L’histoire est plutôt marrante, avec nos héros et leurs compagnons (la Pinuche, Béru et son énorme épouse, accompagnée du fétiche Félix, Marie-Marie, le boss,…) installés dans le Mer d’Alors (superbe paquebot) pour comprendre comment des passagers y disparaissent. Très vite à cause de Béru (la scène du diner est mémorable) les protagonistes deviennent personae non gratae (ça passe ce pluriel en latin ?) et sont enfermés dans les cales, jusqu’à ce qu’ils en sortent et se mettent au boulot.

Avec San-A, ce sont toutes les péripéties secondaires qui envoient du très lourd : Félix et son zob de taille inhumaine qui créé une lucrative entreprise d’exhibition, Béru qui devient propriétaire du navire, le PDG de la société qui est plus que de raison au désespoir, rien que le match de tennis du début est à se taper sur les cuisses. Imaginez, le roman commence par cette phrase qui annonce la couleur :

Vous connaissez tous ma devise ? Elle est la même que celle des Kennedy : « ne jamais se LAISSER ABATTRE ! »

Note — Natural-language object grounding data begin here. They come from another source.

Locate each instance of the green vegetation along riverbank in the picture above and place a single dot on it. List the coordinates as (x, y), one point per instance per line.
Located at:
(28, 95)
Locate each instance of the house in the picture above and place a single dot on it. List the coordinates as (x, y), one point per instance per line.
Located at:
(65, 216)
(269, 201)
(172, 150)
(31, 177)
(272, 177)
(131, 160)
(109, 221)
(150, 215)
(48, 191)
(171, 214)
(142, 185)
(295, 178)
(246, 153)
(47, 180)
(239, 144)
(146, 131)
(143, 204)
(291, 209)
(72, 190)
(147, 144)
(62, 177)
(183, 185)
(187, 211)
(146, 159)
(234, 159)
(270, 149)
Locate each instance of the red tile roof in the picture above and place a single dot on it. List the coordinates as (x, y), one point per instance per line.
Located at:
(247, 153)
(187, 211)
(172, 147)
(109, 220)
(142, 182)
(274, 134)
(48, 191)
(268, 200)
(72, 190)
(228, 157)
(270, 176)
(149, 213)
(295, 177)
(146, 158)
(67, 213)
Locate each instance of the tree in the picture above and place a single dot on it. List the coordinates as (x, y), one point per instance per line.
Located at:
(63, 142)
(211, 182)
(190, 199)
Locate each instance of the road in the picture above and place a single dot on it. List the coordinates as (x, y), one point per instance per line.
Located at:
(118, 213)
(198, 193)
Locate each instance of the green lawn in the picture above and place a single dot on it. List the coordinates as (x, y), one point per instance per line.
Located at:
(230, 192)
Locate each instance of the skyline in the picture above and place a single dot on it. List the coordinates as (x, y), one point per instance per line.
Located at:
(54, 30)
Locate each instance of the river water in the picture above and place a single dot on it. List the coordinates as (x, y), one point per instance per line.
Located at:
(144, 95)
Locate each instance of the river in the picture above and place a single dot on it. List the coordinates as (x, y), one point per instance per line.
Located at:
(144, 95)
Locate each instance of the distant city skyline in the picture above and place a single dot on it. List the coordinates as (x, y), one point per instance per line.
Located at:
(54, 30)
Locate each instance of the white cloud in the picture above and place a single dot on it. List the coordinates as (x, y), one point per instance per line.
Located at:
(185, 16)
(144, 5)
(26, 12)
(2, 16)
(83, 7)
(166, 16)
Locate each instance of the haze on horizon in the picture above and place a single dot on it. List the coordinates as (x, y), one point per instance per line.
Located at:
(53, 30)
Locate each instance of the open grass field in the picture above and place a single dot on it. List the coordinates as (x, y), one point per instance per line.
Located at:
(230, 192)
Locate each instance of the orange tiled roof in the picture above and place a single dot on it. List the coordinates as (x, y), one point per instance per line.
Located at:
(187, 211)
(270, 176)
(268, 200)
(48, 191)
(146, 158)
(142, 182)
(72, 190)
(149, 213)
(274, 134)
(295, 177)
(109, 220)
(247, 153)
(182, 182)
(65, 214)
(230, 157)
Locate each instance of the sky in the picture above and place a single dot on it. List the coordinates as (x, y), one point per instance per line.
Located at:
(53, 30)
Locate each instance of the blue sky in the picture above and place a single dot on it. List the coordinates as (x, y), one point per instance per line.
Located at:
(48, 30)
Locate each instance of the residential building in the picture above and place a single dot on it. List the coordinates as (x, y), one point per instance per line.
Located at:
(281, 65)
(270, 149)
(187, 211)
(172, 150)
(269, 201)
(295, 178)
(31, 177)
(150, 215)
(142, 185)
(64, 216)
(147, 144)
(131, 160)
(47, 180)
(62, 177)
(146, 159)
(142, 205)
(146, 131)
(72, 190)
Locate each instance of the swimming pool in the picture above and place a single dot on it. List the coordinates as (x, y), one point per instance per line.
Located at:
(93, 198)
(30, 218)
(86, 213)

Je pourrai en reproduire des centaines d’autres de cet acabit, hélas ce n’est pas le but de ce site. Néanmoins, dans les Sutras du Tigre, vous pourrez glaner ici et là quelques tournures de phrases empruntées au style de cet auteur. En conclusion, le meilleurs moyen de commencer San-Antonio. Si cette saga ne vous dit rien lisez au moins ce titre, condensé de ce dont est capable l’écrivain.

Thèmes abordés (du moins selon Le Tigre)

L’excès. Ce qui marque dans Les vacances de Bérurier, ce sont les nombreuses désopilantes digressions que nous offre Dard. Jamais longues, toujours corrosives, ça se lit avec une parfaite fluidité. Parlons-en, du style de l’auteur : il peut vous balancer une phrase avec quarante verbes (dont vingt inventés) synonymes pour exprimer une idée ; faire parler un protagoniste (Béru ou le PDG) sur deux pages avec une intensité drolatique crescendo ; s’étendre sur des scènes (de cul, de repas qui se termine en mer de vomis) en usant et abusant de métaphores et autres figures de style, bref impossible dans la vie réelle de rencontrer de tels individus. « Et c’est bien dommage ! », se défend l’auteur dans une très courte préface.

L’humanisme. Derrière les culbutes et calembours de San-Antonio (héros narrateur auquel Dard s’identifie) se cache une philanthropie que je qualifierai de « tendre ». Si les personnages nous font autant rire, c’est qu’ils sont désespérément humains : les traits sont certes grossis à l’extrême, mais c’est pour mieux nous montrer les défauts (et qualités) de chacun. [Attention SPOIL] A ce titre, le fin mot de l’histoire est assez beau : il s’agirait (si Le Tigre a bonne mémoire) en fait de disparitions volontaires de la part de personnes souhaitant prendre leur distance avec la civilisation [Fin SPOIL].

…à rapprocher de :

– Sur le vocabulaire délirant, peu d’égaux du père Dard. Arnaud Le Guilcher a quelques jaillissements du même genre dans son roman En moins bien.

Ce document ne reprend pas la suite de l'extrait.